While, over the years, NRBQ’s juggernaut-like, turn-on-a-dime tightness has diminished ever so slightly, the tradeoff is that these guys now communicate telepathically like octogenarian Cuban jazz players, making the spaces between the notes that much more interesting. Drummer Tom Ardolino finesses the beat instead of slamming it into your solar plexus, bassist Joey Spampinato underpins the tunes with some of the most intuitive melodic lines this side of prime Paul McCartney, and pianist Terry Adams fingers the 88s like the demon-spawn of Jerry Lee Lewis and the aforementioned Mr. Monk.

When NRBQ’s newest member, the trombone-wielding guitarist Johnny Spampinato, replaced longtime fretboard mangler Al Anderson a decade ago, some Q fans were worried he might not be up to the challenge. Well, they needn’t: Johnny (brother of bassist Joey) is a master of the Fender Telecaster—an instrument that’s more difficult to sound fabulous on, as many rock guitarists can attest. Johnny makes it sing like a choirboy and bark like Keith Richards’ dog.

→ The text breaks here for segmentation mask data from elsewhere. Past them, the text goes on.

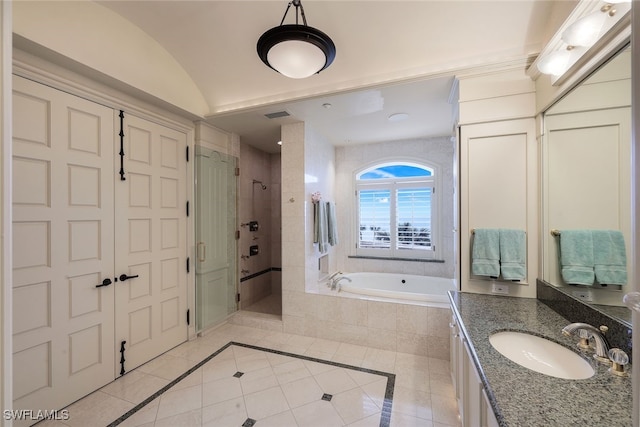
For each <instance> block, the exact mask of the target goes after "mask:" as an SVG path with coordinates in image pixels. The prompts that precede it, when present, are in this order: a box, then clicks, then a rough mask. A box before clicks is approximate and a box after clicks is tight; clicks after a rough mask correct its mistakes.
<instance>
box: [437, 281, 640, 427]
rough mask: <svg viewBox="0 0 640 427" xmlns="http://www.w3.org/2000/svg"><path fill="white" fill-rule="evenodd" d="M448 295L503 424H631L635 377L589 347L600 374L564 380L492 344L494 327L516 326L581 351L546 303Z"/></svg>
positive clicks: (599, 373) (597, 371) (459, 293)
mask: <svg viewBox="0 0 640 427" xmlns="http://www.w3.org/2000/svg"><path fill="white" fill-rule="evenodd" d="M449 299H450V300H451V303H452V309H453V311H454V314H455V315H456V317H457V318H458V319H459V320H460V321H461V325H460V327H461V330H462V333H463V334H464V336H465V337H466V338H467V342H468V343H469V344H470V348H471V352H472V353H473V358H474V359H475V360H474V363H475V365H476V368H477V369H478V373H479V374H480V378H481V379H482V382H483V385H484V387H485V390H486V393H487V396H488V398H489V401H490V402H491V406H492V407H493V410H494V412H495V414H496V418H497V420H498V423H499V424H500V425H501V426H503V427H506V426H509V427H514V426H526V427H533V426H544V427H550V426H551V427H556V426H558V427H565V426H574V425H575V426H607V427H617V426H620V427H622V426H631V425H632V388H631V387H632V385H631V384H632V383H631V378H630V377H618V376H615V375H612V374H610V373H609V372H607V370H608V368H609V367H608V366H607V365H604V364H602V363H597V362H596V361H595V360H593V358H592V357H591V354H592V353H591V352H589V353H584V356H585V359H586V360H588V361H589V362H590V363H591V364H592V366H594V368H595V369H596V374H595V375H594V376H593V377H591V378H588V379H583V380H566V379H562V378H555V377H550V376H547V375H544V374H540V373H537V372H534V371H531V370H529V369H527V368H524V367H522V366H520V365H518V364H516V363H514V362H512V361H511V360H509V359H507V358H506V357H504V356H503V355H501V354H500V353H498V351H497V350H495V349H494V348H493V347H492V346H491V344H490V343H489V336H490V335H491V334H492V333H494V332H497V331H504V330H513V331H525V332H529V333H532V334H534V335H539V336H543V337H545V338H548V339H551V340H553V341H556V342H558V343H560V344H563V345H565V346H566V347H568V348H571V349H573V350H575V351H576V352H578V351H579V349H578V347H577V346H576V344H577V342H578V338H577V337H566V336H564V335H563V334H562V333H561V330H562V328H563V327H565V326H567V325H568V324H569V323H571V322H569V321H568V320H566V319H565V318H564V317H562V316H560V315H559V314H557V313H556V312H555V311H553V310H552V309H551V308H549V307H548V306H546V305H545V304H544V303H542V302H540V301H538V300H536V299H529V298H513V297H502V296H493V295H480V294H470V293H462V292H455V291H450V292H449ZM587 323H588V322H587ZM594 326H596V327H597V326H598V325H594Z"/></svg>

The two-encore show, which culminated in the chef-hatted band members whacking away at snare drums like 10-year-olds, drew from NRBQ’s newest Edisun Records disc Atsa My Band—which may explain the pizza-chef motif—and the group’s substantial back catalog. One of the evening’s coolest points happened when Ardolino came from behind his kit to sing a cover of John Sebastian’s theme from the 1970s’ TV series Welcome Back, Kotter. It was a sublime sing-along moment, one of many in a sublime show, in a magical venue that, all too soon, will be replaced by an apartment complex. Which we certainly need more of, right?